Kenneth Ward Church
AT&T Bell Laboratories, 600 Mountain Ave., Murray Hill, NJ 07974
Text analysis is a catch-all term for a range of tasks such as tokenizing the input text into words and sentences, assigning parts of speech identifying clitics, parsing phrasal verbs, identifying and expanding abbreviations, dates, fractions, and amounts of money, and so on. Text analysis is important for speech synthesis for two reasons. First, word pronunciation sometimes depends on usage: I can be a pronoun or a Roman numeral, wind can rhyme with ``bind'' of ``binned,'' Dr. can be ``doctor'' or ``drive,'' 2/3 can be ``two thirds'' or ``February third,'' or ``two slash three.'' A second, equally important reason for text analysis is that its results will be used to modulate the pitch, timing, and amplitude of the speech so as to present the text's message clearly.
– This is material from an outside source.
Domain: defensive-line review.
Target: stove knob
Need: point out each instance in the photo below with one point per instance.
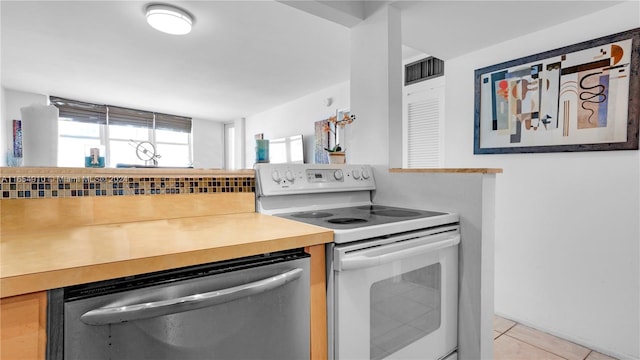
(289, 176)
(275, 175)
For example, the function word ``that'' should be cliticized (reduced) in certain usages (e.g., as a subordinating conjunction: ``It is a shame that [schwa] he is leaving'') but not in other usages (e.g., ``Did you see THAT [no schwa ]?''). If a synthesizer could reliably make such distinctions, it might sound a little more like it knows what it is talking about (and that it cares).